4.6. Analysis of PA heptamer formation

This assay was performed essentially as previously described.5 Briefly, cells were cultured in 24-well plates to confluence, washed, and incubated in serum-free DMEM with 1 μg/ml PA. The cells were washed five times to remove unbound PA. Cells were lysed in 100 μl/well of modified radioimmune precipitation lysis buffer (RIPA buffer: 50 mM Tris-HCl, pH 7.4, 1% Nonidet P-40, 0.25% sodium deoxycholate, 150 mM NaCl, 1 mM EDTA, 1 mM phenylmethylsulfonyl fluoride, 1 μg/ml each of aprotinin, leupeptin, and pepstatin) on ice for 10 min.
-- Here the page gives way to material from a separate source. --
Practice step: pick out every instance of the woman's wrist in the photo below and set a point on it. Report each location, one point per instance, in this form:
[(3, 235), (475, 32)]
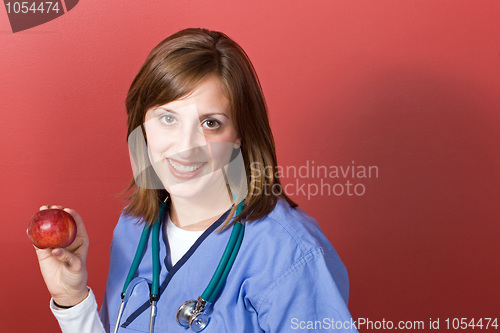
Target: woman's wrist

Equal amounts of protein from cell lysates and equal volumes of the conditioned media were separated by PAGE using 4-20% gradient Tris-glycine gels (Novex). Western blotting was performed using a polyclonal PA antibody (no. 5308) and a polyclonal LF antibody (no. 5309).

Acknowledgments

We thank Carleen Klumpp and Sam Michael for assistance with the robotic screen, and Adam Yasgar and Paul Shinn for assistance with compound management. This research was supported by: the Intramural Research Programs of the National Institute of Dental and Craniofacial Research, National Institute of Allergy and Infectious Diseases, and National Human Genome Research Institute; by the NIAID Support of Intramural Biodefense Research from ICs other than NIAID, and by the Molecular Libraries Initiative of the National Institutes of Health Roadmap for Medical Research.